La requête a été communiquée au préfet de l’Yonne, qui n’a pas produit d’observations.
Considérant ce qui suit :
1. Aux termes de l’article L. 521-3 du code de justice administrative : « En cas d’urgence et sur simple requête qui sera recevable même en l’absence de décision administrative préalable, le juge des référés peut ordonner toutes autres mesures utiles sans faire obstacle à l’exécution d’aucune décision administrative ». Saisi sur le fondement de cette disposition d’une demande tendant à ce qu’il prescrive une mesure dans un sens déterminé, le juge des référés doit veiller à ce que cette mesure présente effectivement un caractère d’urgence, ne se heurte à aucune contestation sérieuse, soit utile et ne contrarie pas la mise en œuvre d’une décision administrative exécutoire, même celle refusant la mesure demandée, à moins qu’il ne s’agisse de prévenir un péril grave.
2. Il est constant que M. A... a été muni, en cours d’instance, d’un récépissé de demande de titre de séjour valable jusqu’au 8 décembre 2025. Il en résulte que le requérant est en mesure de justifier de la régularité de son séjour en France. En outre, ce récépissé autorise M. A... à travailler, de sorte que les mesures sollicitées tendant à ce que le juge des référés ordonne au préfet de statuer sur sa demande de carte de résident dans les plus brefs délais et de prendre toute mesure utile pour régulariser sa situation ne présentent pas un caractère d’urgence.
3. Il résulte de ce qui précède, sans qu’il soit besoin de se prononcer sur les autres conditions posées par l’article L. 521-3 du code de justice administrative, que M. A... n’est pas fondé à demander l’intervention du juge des référés dans le cadre de la procédure régie par cette disposition.
O R D O N N E :
Article 1er : La requête de M. A... est rejetée.
Article 2 : La présente ordonnance sera notifiée à M. C... A... et au ministre de l’intérieur.

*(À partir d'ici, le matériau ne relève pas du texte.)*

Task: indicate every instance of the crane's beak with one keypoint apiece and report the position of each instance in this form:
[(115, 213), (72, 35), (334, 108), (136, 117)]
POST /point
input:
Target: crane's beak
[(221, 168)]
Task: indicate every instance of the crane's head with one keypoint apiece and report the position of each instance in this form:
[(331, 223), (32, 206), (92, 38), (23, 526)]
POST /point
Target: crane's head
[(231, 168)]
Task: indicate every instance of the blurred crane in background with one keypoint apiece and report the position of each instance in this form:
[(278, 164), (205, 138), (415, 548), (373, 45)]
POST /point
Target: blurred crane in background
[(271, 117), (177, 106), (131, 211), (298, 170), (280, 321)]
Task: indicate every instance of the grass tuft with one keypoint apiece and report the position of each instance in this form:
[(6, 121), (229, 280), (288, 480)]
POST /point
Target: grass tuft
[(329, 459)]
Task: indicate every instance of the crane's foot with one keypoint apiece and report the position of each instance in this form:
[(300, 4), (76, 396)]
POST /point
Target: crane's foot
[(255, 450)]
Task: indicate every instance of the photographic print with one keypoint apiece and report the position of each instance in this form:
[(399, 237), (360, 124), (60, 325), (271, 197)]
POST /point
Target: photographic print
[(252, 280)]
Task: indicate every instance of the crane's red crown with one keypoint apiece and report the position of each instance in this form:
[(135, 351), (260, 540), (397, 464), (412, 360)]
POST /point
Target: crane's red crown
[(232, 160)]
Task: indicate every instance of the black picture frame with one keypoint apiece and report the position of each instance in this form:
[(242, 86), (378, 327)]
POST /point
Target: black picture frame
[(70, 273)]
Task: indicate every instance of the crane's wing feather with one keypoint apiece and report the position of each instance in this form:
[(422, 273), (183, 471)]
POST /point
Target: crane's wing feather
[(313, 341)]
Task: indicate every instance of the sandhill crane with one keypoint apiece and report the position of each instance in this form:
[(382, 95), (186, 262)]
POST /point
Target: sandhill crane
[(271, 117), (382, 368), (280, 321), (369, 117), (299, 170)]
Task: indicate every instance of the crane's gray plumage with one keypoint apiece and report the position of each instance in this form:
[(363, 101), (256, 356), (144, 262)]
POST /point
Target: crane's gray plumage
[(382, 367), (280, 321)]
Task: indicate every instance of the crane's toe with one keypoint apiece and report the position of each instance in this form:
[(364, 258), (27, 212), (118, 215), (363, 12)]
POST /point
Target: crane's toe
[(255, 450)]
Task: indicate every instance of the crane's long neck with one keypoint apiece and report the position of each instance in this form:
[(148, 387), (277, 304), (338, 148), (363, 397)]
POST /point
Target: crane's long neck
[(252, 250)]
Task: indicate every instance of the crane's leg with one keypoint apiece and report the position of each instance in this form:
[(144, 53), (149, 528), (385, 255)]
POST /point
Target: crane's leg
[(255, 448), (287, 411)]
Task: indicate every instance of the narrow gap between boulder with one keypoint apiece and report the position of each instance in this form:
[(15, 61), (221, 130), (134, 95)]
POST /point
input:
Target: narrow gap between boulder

Copie en sera adressée au préfet de l’Yonne.
Fait à Dijon, le 30 octobre 2025
La présidente du tribunal, juge des référés,
A-L Chenal-Peter
La République mande et ordonne à la ministre de l’intérieur en ce qui le concerne, ou à tous commissaires de justice à ce requis, en ce qui concerne les voies de droit commun contre les parties privées, de pourvoir à l’exécution de la présente décision.